Irak : Les élections de la violence

Loin de refluer totalement, ces violences ont fait dimanche plusieurs blessés parmi lesquels deux soldats américains dont le convoi a essuyé une attaque à la voiture piégée sur la route de l’aéroport de Bagdad. Après le gouvernement, la Commission électorale, les chefs chiites et les Etats-Unis, principale puissance occupante en Irak, le Conseil national irakien (Parlement intérimaire) s’est prononcé à son tour contre un ajournement des élections.
« Un report des élections créerait un vide juridique (…) violerait la loi et laisserait le gouvernement et le Conseil national sans couverture légale », écrit Jawad al-Maliki, vice-président du Conseil national dans un communiqué. « Nous pensons qu’un report perturberait le processus politique », a dit M. Maliki, en référence à la transition envisagée qui devrait être marquée par le passage d’un gouvernement désigné à des institutions issues d’élections.
Evoquant l’insécurité, invoquée par les partis et organisations qui ont souhaité un report du scrutin, le responsable irakien a estimé que le gouvernement disposait d’un délai raisonnable pour venir à bout des foyers de tension dans le pays. Reporter les élections est un « message d’encouragement aux terroristes et les inciterait à davantage d’actes » de violence, a-t-il assuré. Deux soldats américains ont été blessés par l’explosion d’une voiture piégée sur la route de l’aéroport international de Bagdad, fréquemment attaquée par les rebelles. Trois Irakiens, dont une vieille femme, ont été blessés pour leur part dans une attaque au mortier contre un poste de police à Baaqouba, dans la région située au nord de Bagdad, théâtre de nombreuses violences.

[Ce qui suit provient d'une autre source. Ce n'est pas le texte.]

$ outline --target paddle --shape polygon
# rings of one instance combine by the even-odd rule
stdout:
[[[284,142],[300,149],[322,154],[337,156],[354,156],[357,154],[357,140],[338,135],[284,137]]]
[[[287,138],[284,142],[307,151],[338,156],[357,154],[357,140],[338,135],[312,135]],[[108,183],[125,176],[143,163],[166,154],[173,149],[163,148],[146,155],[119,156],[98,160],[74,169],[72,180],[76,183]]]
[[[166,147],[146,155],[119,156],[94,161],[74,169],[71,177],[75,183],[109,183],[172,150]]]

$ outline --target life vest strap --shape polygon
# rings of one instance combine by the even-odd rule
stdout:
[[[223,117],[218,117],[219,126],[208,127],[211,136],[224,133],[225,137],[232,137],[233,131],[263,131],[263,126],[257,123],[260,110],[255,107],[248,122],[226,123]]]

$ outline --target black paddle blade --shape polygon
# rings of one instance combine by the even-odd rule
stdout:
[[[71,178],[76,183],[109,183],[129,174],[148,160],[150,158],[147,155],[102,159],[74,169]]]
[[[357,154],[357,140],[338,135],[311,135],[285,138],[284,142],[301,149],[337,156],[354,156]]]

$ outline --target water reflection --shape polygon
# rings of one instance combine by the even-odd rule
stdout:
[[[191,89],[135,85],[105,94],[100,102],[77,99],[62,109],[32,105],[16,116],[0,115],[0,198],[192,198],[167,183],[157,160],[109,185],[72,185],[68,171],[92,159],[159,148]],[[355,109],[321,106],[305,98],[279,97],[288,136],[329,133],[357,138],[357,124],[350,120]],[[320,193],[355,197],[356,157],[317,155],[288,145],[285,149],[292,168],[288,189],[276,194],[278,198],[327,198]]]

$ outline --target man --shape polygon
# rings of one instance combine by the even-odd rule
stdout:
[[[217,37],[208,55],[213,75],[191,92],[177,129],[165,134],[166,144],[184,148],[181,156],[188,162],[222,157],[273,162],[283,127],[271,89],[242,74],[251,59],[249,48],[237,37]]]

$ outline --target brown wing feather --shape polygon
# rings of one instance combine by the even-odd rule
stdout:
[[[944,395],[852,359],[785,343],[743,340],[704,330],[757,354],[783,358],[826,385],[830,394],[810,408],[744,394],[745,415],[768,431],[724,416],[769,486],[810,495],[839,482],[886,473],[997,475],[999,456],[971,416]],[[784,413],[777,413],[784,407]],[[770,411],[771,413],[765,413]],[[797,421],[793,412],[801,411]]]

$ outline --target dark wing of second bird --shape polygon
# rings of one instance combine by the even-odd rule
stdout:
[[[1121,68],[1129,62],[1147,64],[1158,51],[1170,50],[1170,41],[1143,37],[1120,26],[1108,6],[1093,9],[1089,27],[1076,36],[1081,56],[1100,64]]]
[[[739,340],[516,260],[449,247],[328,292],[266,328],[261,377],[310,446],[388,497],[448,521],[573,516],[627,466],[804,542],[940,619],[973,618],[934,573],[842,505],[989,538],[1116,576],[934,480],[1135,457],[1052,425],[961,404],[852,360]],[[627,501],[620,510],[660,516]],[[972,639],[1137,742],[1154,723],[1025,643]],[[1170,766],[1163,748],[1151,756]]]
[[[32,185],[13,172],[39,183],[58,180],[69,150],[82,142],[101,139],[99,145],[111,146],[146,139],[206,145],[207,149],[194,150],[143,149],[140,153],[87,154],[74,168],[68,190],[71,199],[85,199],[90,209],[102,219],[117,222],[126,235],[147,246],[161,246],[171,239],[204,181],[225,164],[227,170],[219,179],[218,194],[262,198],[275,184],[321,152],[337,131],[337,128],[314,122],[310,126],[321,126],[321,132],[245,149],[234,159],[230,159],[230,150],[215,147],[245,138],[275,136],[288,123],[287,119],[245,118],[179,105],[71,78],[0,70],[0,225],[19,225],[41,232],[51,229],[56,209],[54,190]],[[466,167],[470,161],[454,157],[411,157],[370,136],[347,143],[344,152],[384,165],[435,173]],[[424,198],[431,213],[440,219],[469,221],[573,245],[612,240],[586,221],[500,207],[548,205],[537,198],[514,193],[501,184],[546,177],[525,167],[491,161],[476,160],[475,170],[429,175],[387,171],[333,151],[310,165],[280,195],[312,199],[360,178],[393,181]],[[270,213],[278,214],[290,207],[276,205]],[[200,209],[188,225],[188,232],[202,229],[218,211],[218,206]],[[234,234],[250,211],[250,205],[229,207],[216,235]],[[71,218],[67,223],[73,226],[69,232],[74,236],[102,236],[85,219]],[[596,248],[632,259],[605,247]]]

Par ailleurs, l’armée américaine a annoncé avoir découvert samedi 17 nouveaux corps appartenant probablement à des membres des forces de l’ordre irakiennes à Mossoul (nord), ce qui porte à au moins 57 le nombre de ces découvertes macabres en dix jours. Selon les commandants américains, les rebelles tentent par ces exécutions de démoraliser les membres des forces de l’ordre dans la ville où ils ont attaqué récemment des postes de police et provoqué la défection de 80% des 5.000 policiers locaux. Au sud de Bagdad, où la Force multinationale a lancé une offensive contre les rebelles le 23 novembre, plus de 40 suspects ont été arrêtés samedi et des armes saisies dans la localité de Jabella, selon la Garde nationale irakienne. Plus de 5.000 militaires américains, britanniques et irakiens sont engagés dans cette zone où sévissent des groupes armés et qui est connue sous le nom du « triangle de la mort ».
Les forces américaines ont arrêté au moins 125 suspects dans des raids dans et autour de Latifiyah, Youssoufiyah, Mahmoudiyah et Iskandariyah.
A Latifiyah, à 40 km au sud de Bagdad, les Américains étaient très présents dimanche selon un correspondant de l’AFP. Ils ont neutralisé plusieurs engins explosifs alors que la ville était survolée par des hélicoptères et des avions. Les écoles étaient fermées et beaucoup d’habitants ont quitté la ville, où les Marines recherchent des rebelles en utilisant des listes de noms.
Dix arrestations au moins ont été effectuées. Le calme régnait à Mahmoudiyah et Youssoufiyah, plus au nord, et la route traversant ces localités a été ouverte aux automobilistes se rendant dans le centre chiite du pays.